Acabado de regressar de uma aldeia da Beira Alta, publiquei no Diário uma crónica escrita há algum tempo, antes de ler os comentários aos artigos.

Lá estão os insultos bolçados com piedosa devoção, o ódio destilado em doses beatas e as habituais manifestações de fé num Deus que sabem morto e em textos sagrados que a mais rebuscada exegese não consegue tornar recomendáveis.

Enquanto alguns crentes perplexos se esforçam por compreender o mundo e tolerar os outros, há sempre alguns Torquemadas que odeiam a liberdade e sonham autos de fé. Não lhes basta a combustão das almas dos hereges e as perpétuas penas que o seu Deus pusilânime e vingativo lhes reserva depois da morte, querem a punição dos réprobos, em vida, através do braço secular. E, como todos os prosélitos, anseiam por condenar ao silêncio os heterodoxos.

Como é bela a fé! Queimem-se bibliotecas, ardam os heréticos, abaixo a liberdade, guerra ao livre-pensamento!

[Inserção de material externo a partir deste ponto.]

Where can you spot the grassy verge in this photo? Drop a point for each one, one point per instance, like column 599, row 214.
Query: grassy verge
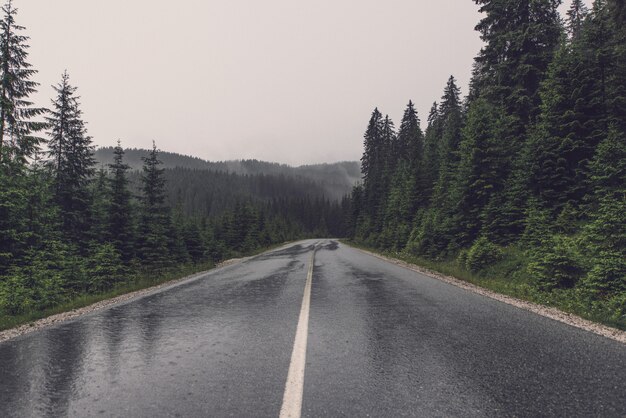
column 142, row 280
column 509, row 277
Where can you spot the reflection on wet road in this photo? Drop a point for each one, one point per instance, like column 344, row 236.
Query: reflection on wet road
column 382, row 341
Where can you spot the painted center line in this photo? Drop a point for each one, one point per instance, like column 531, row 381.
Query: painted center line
column 292, row 399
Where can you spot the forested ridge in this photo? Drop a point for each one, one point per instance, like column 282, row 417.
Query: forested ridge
column 525, row 178
column 335, row 179
column 72, row 227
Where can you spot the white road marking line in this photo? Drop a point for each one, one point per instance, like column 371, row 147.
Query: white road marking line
column 292, row 399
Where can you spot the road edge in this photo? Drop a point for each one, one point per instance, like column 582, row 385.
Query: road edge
column 20, row 330
column 545, row 311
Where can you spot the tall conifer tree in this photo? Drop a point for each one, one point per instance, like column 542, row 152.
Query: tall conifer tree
column 72, row 160
column 17, row 125
column 120, row 215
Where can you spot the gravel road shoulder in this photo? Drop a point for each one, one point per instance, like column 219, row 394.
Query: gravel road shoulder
column 75, row 313
column 549, row 312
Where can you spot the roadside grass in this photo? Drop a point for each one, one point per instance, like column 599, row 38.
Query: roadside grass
column 509, row 277
column 142, row 280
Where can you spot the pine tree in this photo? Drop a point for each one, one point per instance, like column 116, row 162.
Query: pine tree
column 120, row 222
column 71, row 158
column 373, row 166
column 155, row 221
column 575, row 17
column 430, row 163
column 452, row 122
column 481, row 170
column 410, row 143
column 17, row 127
column 520, row 40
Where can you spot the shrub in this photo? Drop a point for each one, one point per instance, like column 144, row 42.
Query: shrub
column 558, row 264
column 483, row 253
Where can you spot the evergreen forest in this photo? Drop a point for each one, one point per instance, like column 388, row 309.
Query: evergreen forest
column 522, row 183
column 77, row 225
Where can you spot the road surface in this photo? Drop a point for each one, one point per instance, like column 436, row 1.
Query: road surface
column 374, row 339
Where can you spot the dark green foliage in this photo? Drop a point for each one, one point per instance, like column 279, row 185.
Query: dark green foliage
column 155, row 221
column 557, row 264
column 528, row 177
column 482, row 254
column 68, row 233
column 71, row 160
column 120, row 221
column 17, row 127
column 104, row 268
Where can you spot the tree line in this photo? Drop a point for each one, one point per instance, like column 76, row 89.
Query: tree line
column 526, row 174
column 69, row 229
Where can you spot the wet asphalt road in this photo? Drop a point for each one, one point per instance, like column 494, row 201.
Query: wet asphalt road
column 382, row 341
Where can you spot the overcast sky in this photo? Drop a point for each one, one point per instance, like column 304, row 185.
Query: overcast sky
column 279, row 80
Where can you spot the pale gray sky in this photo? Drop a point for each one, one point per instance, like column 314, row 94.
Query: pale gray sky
column 279, row 80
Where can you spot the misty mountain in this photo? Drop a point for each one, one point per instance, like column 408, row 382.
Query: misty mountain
column 334, row 179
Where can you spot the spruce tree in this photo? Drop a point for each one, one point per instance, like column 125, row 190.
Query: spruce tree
column 429, row 172
column 17, row 125
column 71, row 158
column 120, row 222
column 575, row 17
column 155, row 221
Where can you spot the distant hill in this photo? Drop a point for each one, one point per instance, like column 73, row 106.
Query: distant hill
column 335, row 179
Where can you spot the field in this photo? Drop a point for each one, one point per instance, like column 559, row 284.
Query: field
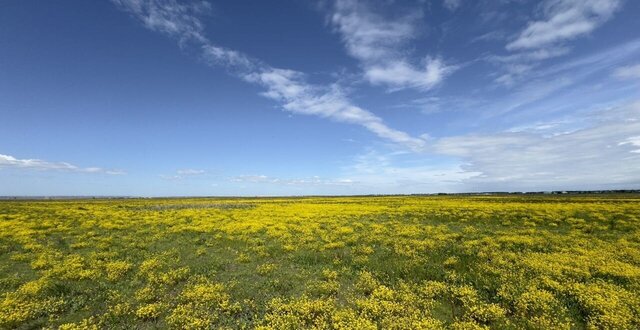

Depois, Deus, distribuído ao domicilio, servido em doses industriais nas igrejas, mesquitas e sinagogas, reabilitado o prestígio antigo, julgará os vivos e os mortos na certeza de que não consentirá mais vida para além das orações, dos jejuns, da abstinência, da castidade e da mortificação.

Os saprófitas de um Deus assim estão igualmente mortos.